Now I’m not normally a two-timer. And I hadn’t planned on being one for long because, I’d swiftly realised, Rick had to go. Not only was I was getting tired of his insistence that as I had only one pair of feet, more than one pair of shoes could be considered a Capitalist Capitulation but the sheets on his bed had not been changed in over a month and his man-smell had degenerated in to a frowsty fetid funk. There it was right there. The difference between us. What Rick called being unfettered by the Shackles of Society, I called unsanitary. So, decision made. All I had to do was tell him.
And yes, now I know that I should have been quicker about it but how was I to know that he and David had been at school together, and met up every now and again for a craft beer and a catch-up? Well, I couldn’t have. It wasn’t really my fault. This situation could have happened to anyone, I told myself. But it happened to me. I was busted.
As a united front they both turned up and confronted me on a date I’d arranged with David and neither man saw the funny side when I tried to explain my way out of the situation.

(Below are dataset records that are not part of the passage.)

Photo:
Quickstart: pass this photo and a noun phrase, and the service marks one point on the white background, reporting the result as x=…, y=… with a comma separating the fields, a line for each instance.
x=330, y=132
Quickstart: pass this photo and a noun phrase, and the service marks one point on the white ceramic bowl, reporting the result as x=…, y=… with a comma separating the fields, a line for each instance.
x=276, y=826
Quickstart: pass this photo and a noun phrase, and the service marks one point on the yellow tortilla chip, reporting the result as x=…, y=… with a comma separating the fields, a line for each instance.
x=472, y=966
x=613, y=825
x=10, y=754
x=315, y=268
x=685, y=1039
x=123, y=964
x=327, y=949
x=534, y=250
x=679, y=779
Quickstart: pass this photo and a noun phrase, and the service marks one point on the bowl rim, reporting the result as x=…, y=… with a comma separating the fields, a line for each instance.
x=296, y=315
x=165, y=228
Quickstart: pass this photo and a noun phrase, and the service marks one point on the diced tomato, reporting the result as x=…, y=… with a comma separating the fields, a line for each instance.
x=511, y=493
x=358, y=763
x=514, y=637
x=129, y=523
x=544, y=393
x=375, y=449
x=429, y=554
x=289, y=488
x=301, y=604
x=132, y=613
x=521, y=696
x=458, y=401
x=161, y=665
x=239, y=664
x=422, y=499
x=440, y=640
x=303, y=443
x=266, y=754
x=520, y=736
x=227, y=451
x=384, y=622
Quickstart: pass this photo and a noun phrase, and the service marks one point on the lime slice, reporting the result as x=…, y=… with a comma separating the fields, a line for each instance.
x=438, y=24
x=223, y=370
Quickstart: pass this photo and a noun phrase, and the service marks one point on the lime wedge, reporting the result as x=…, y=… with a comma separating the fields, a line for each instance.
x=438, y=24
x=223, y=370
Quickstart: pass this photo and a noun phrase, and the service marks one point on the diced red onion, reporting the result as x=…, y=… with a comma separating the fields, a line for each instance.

“Because there isn’t a funny side” snorted a sullen affronted Rick.
“Are you quite sure?” I wheedled “Because in time… when you look back on it… you’ll probably laugh and…”
“Unlikely” Cut in a highly aggrieved David:
“You see?” Demanded Rick resentfully, his voice rising “It’s just another example of capitalist manipulation”
“I’m not exactly sure how you work that out…” I queried, but both men’s attention was lost to me now. They had decided that all Female Kind were selfish, heartless and had way too many pairs of shoes.
As I made for the door they were joined in their griping by a couple of guys who’d been standing at the bar, shamelessly eavesdropping and by two old boys from a neighbouring table. It looked like I’d got quite a discussion going. It was time to get out of Dodge. Best I make myself scarce, I decided, before I was set upon by band of angry townspeople armed with flaming torches.
One good thing did come out of it though. You remember the hand-made dress weaved out of hemp that the designers promised me? It never arrived.